1. Qu’est-ce que le Quick commerce, et qui sont ses acteurs ?

Livrer les courses en 10 min, telle est la promesse des acteurs du Quick commerce qui viennent concurrencer les commerces de proximité. Sur leurs applications, on peut se procurer les produits qu’on a oublié tout à l’heure au supermarché, des courses pour un repas du soir ou pour un apéro improvisé. Ce modèle repose donc sur deux axes propres à l’e-commerce : la rapidité et la flexibilité des livraisons, avec comme objectif principal d’offrir aux clients des courses de manière quasi-instantanée.

Aujourd’hui, nous comptons de nombreuses start-ups en France opérant dans le Quick commerce. Nous vous présenterons une liste des acteurs représentant un poids important dans l’industrie grâce à leurs levées de fonds :

  • Gorillas: start-up fondée en Allemagne, valorisée à près d’un milliard d’euros lors de sa dernière levée de fonds en octobre 2021 et considérée donc comme licorne
  • Getir: acteur turc, pionnier de ce marché avec six ans d’existence et une levée de fonds de 550 millions de dollars
  • Flink: start-up allemande, qui a réalisé une nouvelle levée de fonds pour un montant de 750 millions de dollars et est donc valorisée aujourd’hui à 2,1 milliards de dollars
  • Dija : jeune pousse britannique cofondée par deux anciens de chez Deliveroo en 2021, avec une levée de fonds de 20 millions de dollars.

2. Quel est le fonctionnement de ces plateformes ? Et quelles sont ses atouts ?

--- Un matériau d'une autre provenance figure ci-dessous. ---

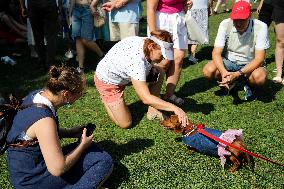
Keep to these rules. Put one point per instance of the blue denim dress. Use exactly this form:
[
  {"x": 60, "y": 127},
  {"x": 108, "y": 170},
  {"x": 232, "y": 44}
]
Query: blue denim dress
[
  {"x": 202, "y": 143},
  {"x": 27, "y": 167}
]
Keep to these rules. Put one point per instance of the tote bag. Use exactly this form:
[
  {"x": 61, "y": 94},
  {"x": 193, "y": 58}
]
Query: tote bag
[{"x": 100, "y": 16}]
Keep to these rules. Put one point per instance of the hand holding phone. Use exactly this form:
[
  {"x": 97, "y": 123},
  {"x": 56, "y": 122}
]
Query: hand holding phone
[{"x": 90, "y": 128}]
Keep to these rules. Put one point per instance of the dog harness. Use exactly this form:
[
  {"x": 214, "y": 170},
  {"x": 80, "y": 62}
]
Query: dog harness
[{"x": 208, "y": 146}]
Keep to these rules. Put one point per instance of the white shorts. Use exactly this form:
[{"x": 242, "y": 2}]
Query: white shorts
[
  {"x": 119, "y": 31},
  {"x": 175, "y": 24}
]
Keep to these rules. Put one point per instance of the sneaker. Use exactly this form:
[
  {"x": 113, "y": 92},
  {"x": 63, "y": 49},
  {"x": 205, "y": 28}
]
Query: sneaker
[
  {"x": 249, "y": 96},
  {"x": 192, "y": 59},
  {"x": 69, "y": 54}
]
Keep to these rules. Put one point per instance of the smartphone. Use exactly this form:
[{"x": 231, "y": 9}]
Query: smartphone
[
  {"x": 90, "y": 128},
  {"x": 153, "y": 76}
]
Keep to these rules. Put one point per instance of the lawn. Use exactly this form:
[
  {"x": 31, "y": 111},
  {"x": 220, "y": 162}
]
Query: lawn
[{"x": 147, "y": 156}]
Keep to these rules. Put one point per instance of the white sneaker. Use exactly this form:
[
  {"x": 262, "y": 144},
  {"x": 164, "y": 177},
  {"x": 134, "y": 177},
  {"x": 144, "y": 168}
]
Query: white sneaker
[
  {"x": 192, "y": 59},
  {"x": 69, "y": 54}
]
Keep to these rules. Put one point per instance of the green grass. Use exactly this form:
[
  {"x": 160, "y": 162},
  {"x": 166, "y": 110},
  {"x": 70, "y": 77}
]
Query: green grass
[{"x": 147, "y": 156}]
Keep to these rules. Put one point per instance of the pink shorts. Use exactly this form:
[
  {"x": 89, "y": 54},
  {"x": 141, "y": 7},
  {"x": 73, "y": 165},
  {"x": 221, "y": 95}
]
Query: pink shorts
[{"x": 109, "y": 93}]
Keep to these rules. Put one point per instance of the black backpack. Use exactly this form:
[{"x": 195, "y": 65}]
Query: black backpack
[{"x": 7, "y": 114}]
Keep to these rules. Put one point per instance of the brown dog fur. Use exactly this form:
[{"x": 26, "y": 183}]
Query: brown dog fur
[{"x": 237, "y": 157}]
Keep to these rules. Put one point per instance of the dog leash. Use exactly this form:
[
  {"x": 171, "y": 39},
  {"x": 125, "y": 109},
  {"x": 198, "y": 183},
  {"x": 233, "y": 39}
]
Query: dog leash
[{"x": 200, "y": 129}]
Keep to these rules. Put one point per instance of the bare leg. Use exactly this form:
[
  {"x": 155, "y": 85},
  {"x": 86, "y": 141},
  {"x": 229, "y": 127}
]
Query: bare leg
[
  {"x": 193, "y": 49},
  {"x": 174, "y": 72},
  {"x": 155, "y": 89},
  {"x": 120, "y": 114},
  {"x": 217, "y": 5},
  {"x": 279, "y": 50}
]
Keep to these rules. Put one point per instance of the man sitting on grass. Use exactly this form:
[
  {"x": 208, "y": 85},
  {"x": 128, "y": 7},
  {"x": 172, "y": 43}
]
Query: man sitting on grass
[{"x": 239, "y": 51}]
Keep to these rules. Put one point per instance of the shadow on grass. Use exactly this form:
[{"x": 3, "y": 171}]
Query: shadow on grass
[
  {"x": 119, "y": 151},
  {"x": 268, "y": 92}
]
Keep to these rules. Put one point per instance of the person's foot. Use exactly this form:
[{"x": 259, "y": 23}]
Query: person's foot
[
  {"x": 249, "y": 95},
  {"x": 277, "y": 79}
]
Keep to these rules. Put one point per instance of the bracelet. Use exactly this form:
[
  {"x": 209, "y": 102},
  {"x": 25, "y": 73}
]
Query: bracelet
[{"x": 241, "y": 72}]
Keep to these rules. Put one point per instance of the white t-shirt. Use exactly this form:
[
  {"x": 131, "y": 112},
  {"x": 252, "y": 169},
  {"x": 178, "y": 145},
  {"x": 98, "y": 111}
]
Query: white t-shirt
[
  {"x": 125, "y": 60},
  {"x": 241, "y": 48}
]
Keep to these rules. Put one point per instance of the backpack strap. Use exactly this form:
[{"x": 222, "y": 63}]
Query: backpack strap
[{"x": 228, "y": 30}]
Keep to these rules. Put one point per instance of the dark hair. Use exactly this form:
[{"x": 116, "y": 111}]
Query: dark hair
[
  {"x": 65, "y": 78},
  {"x": 160, "y": 34}
]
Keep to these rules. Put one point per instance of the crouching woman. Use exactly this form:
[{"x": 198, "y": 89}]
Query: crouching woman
[
  {"x": 132, "y": 61},
  {"x": 35, "y": 157}
]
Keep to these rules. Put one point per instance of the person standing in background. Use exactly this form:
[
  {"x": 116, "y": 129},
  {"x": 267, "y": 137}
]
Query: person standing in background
[
  {"x": 43, "y": 15},
  {"x": 169, "y": 15},
  {"x": 278, "y": 18},
  {"x": 199, "y": 12}
]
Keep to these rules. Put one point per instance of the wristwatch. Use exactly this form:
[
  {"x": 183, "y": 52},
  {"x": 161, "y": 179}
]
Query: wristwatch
[{"x": 241, "y": 72}]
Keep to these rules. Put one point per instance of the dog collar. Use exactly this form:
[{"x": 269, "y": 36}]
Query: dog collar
[{"x": 188, "y": 133}]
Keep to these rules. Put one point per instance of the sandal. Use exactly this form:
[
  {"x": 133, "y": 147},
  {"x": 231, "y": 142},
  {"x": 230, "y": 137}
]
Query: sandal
[
  {"x": 156, "y": 115},
  {"x": 176, "y": 100},
  {"x": 277, "y": 79}
]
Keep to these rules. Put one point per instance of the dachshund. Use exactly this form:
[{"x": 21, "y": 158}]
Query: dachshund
[{"x": 196, "y": 141}]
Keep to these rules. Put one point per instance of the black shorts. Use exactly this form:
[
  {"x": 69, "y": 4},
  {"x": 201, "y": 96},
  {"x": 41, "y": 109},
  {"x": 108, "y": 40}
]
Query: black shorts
[{"x": 265, "y": 14}]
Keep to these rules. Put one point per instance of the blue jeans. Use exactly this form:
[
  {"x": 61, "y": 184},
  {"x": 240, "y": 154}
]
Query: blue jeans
[
  {"x": 28, "y": 170},
  {"x": 83, "y": 23}
]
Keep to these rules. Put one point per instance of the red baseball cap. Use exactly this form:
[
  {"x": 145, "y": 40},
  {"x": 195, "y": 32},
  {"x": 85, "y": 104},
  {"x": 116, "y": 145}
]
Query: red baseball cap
[{"x": 240, "y": 10}]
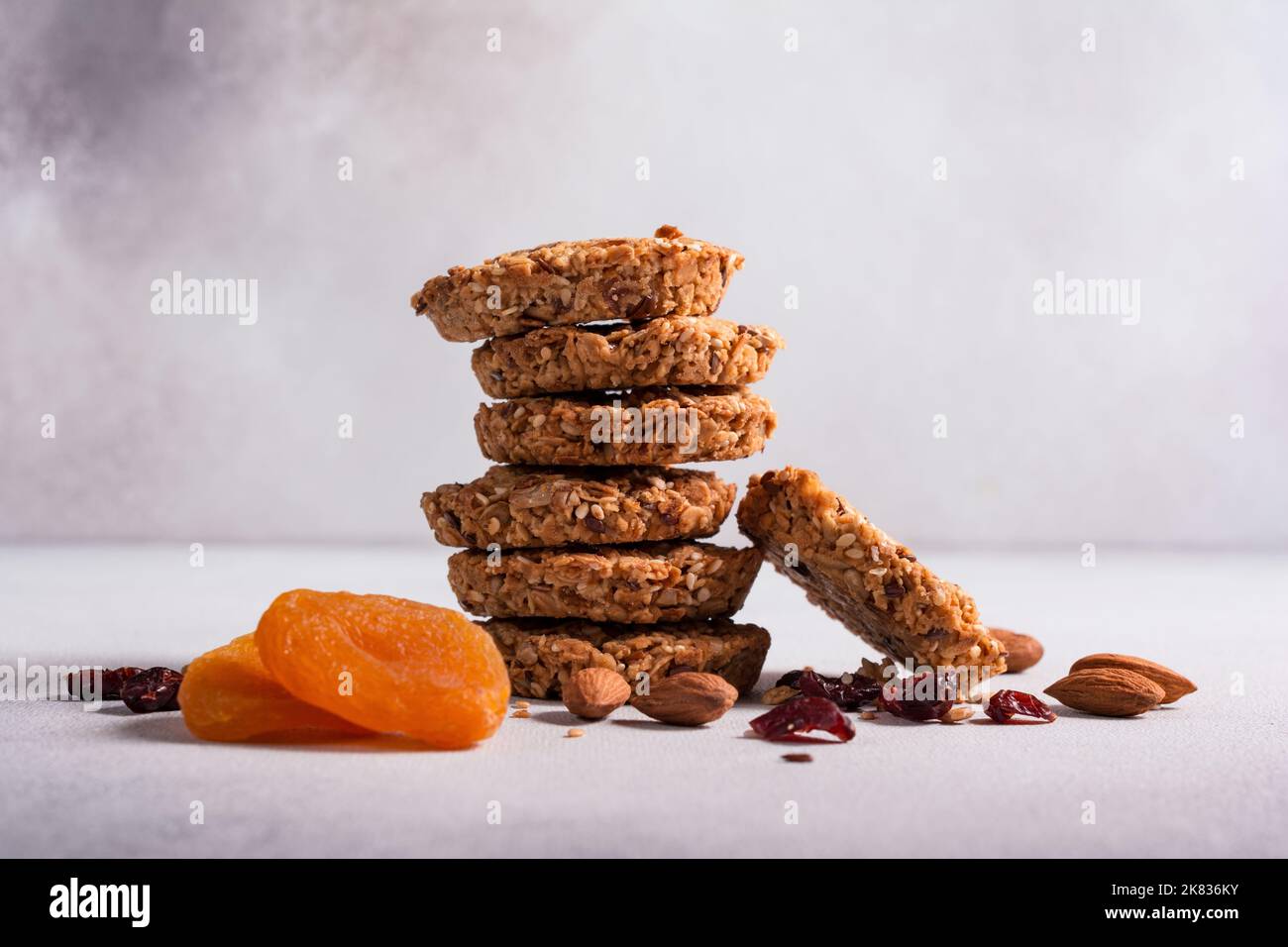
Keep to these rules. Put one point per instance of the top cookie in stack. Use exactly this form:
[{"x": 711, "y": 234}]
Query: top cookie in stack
[{"x": 585, "y": 541}]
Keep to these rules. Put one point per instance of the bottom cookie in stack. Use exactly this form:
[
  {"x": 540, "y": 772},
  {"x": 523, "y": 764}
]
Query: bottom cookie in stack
[{"x": 542, "y": 654}]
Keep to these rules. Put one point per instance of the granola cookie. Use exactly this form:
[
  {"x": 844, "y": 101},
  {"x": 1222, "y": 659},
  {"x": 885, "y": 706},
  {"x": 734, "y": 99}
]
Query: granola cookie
[
  {"x": 541, "y": 654},
  {"x": 519, "y": 506},
  {"x": 644, "y": 585},
  {"x": 673, "y": 351},
  {"x": 861, "y": 577},
  {"x": 645, "y": 425},
  {"x": 581, "y": 281}
]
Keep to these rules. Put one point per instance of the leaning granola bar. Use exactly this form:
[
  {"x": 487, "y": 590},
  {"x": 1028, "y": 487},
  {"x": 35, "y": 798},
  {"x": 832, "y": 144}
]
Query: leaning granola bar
[
  {"x": 861, "y": 577},
  {"x": 541, "y": 655}
]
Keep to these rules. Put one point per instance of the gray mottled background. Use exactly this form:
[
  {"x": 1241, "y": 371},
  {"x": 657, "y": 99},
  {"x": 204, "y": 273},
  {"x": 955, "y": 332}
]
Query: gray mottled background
[{"x": 915, "y": 295}]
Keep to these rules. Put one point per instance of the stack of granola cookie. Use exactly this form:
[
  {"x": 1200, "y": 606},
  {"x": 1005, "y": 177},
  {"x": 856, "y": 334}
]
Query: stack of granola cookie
[{"x": 581, "y": 545}]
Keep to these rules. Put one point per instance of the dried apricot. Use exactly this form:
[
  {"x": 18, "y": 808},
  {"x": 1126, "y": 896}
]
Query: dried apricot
[
  {"x": 228, "y": 694},
  {"x": 386, "y": 664}
]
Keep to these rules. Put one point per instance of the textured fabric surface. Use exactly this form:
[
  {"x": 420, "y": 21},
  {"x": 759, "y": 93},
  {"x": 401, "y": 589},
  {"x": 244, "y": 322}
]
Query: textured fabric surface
[{"x": 1199, "y": 779}]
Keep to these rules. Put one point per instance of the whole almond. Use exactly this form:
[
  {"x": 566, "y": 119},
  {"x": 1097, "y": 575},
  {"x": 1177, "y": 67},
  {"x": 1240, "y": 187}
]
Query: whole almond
[
  {"x": 1107, "y": 692},
  {"x": 1021, "y": 651},
  {"x": 595, "y": 692},
  {"x": 688, "y": 699},
  {"x": 1173, "y": 684}
]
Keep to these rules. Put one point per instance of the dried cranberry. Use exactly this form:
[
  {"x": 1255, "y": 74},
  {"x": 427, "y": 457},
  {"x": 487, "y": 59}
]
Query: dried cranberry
[
  {"x": 156, "y": 688},
  {"x": 848, "y": 694},
  {"x": 1006, "y": 703},
  {"x": 926, "y": 696},
  {"x": 84, "y": 685},
  {"x": 849, "y": 690},
  {"x": 800, "y": 715}
]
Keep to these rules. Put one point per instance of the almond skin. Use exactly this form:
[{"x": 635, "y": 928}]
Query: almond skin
[
  {"x": 690, "y": 698},
  {"x": 1173, "y": 684},
  {"x": 595, "y": 692},
  {"x": 1021, "y": 651},
  {"x": 1107, "y": 692}
]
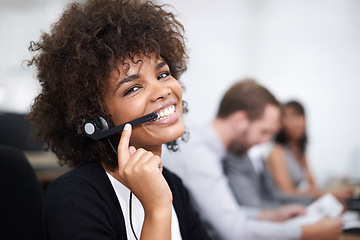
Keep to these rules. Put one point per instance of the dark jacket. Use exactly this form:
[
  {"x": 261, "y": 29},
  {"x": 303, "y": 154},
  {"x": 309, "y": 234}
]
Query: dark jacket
[{"x": 82, "y": 204}]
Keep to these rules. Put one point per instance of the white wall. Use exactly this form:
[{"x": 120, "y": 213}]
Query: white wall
[{"x": 303, "y": 49}]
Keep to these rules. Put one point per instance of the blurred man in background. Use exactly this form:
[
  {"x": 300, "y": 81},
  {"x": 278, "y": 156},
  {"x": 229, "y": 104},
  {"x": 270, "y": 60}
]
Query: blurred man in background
[{"x": 245, "y": 118}]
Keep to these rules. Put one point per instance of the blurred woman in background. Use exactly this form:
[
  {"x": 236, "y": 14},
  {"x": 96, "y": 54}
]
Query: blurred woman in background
[{"x": 288, "y": 161}]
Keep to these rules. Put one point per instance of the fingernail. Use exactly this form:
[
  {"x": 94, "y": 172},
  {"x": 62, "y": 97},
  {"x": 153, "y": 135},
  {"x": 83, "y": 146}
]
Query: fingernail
[{"x": 127, "y": 126}]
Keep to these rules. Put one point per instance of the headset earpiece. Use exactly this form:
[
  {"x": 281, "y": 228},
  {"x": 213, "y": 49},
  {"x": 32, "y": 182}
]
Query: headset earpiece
[
  {"x": 91, "y": 126},
  {"x": 99, "y": 128}
]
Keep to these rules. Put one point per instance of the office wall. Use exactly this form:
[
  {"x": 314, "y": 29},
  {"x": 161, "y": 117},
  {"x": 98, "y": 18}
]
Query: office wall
[{"x": 307, "y": 50}]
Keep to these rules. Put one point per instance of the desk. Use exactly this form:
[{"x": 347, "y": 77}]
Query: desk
[
  {"x": 46, "y": 166},
  {"x": 349, "y": 237}
]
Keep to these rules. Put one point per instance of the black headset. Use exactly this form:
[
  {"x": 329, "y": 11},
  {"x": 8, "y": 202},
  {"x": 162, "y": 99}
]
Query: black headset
[{"x": 99, "y": 128}]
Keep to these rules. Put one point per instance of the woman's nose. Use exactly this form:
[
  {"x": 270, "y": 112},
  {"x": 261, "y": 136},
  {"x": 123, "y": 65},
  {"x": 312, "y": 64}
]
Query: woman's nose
[{"x": 160, "y": 90}]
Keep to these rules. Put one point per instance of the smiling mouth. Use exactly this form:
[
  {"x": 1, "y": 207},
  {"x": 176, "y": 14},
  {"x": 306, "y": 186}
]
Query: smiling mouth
[{"x": 165, "y": 113}]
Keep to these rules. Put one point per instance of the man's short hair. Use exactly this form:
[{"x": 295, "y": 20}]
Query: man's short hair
[{"x": 246, "y": 95}]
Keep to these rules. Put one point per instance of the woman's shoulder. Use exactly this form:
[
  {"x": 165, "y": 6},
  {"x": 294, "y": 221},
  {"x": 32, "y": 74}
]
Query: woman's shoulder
[
  {"x": 90, "y": 177},
  {"x": 277, "y": 150}
]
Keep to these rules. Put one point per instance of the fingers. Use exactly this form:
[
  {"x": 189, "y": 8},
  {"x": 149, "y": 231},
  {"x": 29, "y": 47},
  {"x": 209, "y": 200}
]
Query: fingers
[{"x": 124, "y": 152}]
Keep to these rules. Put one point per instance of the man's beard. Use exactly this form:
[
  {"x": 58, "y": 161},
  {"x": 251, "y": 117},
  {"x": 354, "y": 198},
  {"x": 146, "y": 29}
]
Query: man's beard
[{"x": 239, "y": 144}]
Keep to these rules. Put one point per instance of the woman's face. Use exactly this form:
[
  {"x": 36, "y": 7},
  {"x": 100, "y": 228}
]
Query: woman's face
[
  {"x": 146, "y": 86},
  {"x": 293, "y": 123}
]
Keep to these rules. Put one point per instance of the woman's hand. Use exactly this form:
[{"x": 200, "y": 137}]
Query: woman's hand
[
  {"x": 325, "y": 229},
  {"x": 141, "y": 172}
]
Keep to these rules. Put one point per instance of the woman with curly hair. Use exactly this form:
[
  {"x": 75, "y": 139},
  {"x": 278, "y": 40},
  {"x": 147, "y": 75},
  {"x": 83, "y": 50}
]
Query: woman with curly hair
[
  {"x": 115, "y": 61},
  {"x": 288, "y": 160}
]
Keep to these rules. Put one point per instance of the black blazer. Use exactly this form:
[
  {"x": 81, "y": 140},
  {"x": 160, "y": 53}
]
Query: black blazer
[{"x": 82, "y": 204}]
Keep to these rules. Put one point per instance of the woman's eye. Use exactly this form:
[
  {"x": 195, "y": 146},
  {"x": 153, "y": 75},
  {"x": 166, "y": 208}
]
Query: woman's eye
[
  {"x": 163, "y": 75},
  {"x": 130, "y": 90}
]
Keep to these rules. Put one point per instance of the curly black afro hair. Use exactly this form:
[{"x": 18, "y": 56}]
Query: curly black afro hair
[{"x": 75, "y": 58}]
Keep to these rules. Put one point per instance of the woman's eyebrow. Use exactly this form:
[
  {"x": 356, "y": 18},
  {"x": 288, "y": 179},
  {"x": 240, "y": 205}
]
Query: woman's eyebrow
[
  {"x": 160, "y": 65},
  {"x": 125, "y": 80}
]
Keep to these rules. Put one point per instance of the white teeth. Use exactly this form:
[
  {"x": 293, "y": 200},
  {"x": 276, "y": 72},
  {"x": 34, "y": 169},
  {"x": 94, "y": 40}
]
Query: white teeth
[{"x": 165, "y": 113}]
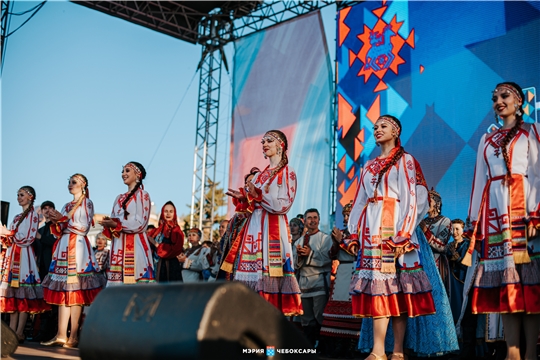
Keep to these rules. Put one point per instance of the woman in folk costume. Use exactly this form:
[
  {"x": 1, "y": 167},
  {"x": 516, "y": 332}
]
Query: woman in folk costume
[
  {"x": 74, "y": 279},
  {"x": 505, "y": 212},
  {"x": 236, "y": 224},
  {"x": 263, "y": 247},
  {"x": 437, "y": 229},
  {"x": 20, "y": 289},
  {"x": 169, "y": 241},
  {"x": 131, "y": 257},
  {"x": 392, "y": 197},
  {"x": 341, "y": 328}
]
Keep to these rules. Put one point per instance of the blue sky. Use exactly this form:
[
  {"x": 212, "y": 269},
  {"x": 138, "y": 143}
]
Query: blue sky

Ces applications se basent sur un système de « dark store1 » ; des entrepôts installés judicieusement sur des lieux stratégiques dans les zones urbaines fortement peuplées. La plupart de ces « dark stores » sont des anciens supermarchés fermés au public et comptant 2000 à 4000 références numérotées et géolocalisées pour faciliter et optimiser le « picking2 ». Ces « dark stores » ont donc la triple casquette distributeur-entrepôt-supermarché.

Les commandes sont donc préparées au sein des entrepôts par des préparateurs de commandes, pour ensuite les confier aux livreurs. Ces plateformes embauchent directement ses travailleurs en CDI. Pour le transport, la plupart de ces entreprises ont choisi les vélos électriques fournis aux livreurs.

Force est de constater que les acteurs de ce nouveau circuit de distribution disposent de plusieurs atouts et de plusieurs arguments à faire valoir pour séduire le consommateur d’aujourd’hui :

– Optimisation de temps :
  • Les courses sont livrées en moins de 15 min
  • Le choix des produits est restreint par conséquent le prise de décision est plus rapide
  • Pas de temps passé en magasin
  • Parcours d’achat plus fluide et rapide
  • Le client peut passer sa commande où et quand il veut
 – Allégement de la charge mentale :
  • Courses effectuées au jour le jour
  • Pas d’anticipation ni planification
  • Livraison de produits de dépannage donc pas de stress si vous oubliez un article !
– Livraison écologique et socialement responsable
  • Courses livrées sur des vélos électriques
– Horaires étendus
  • Livraisons jusqu’à 2 h du matin chez certains acteurs

3.Quel est le business model des acteurs du quick commerce ?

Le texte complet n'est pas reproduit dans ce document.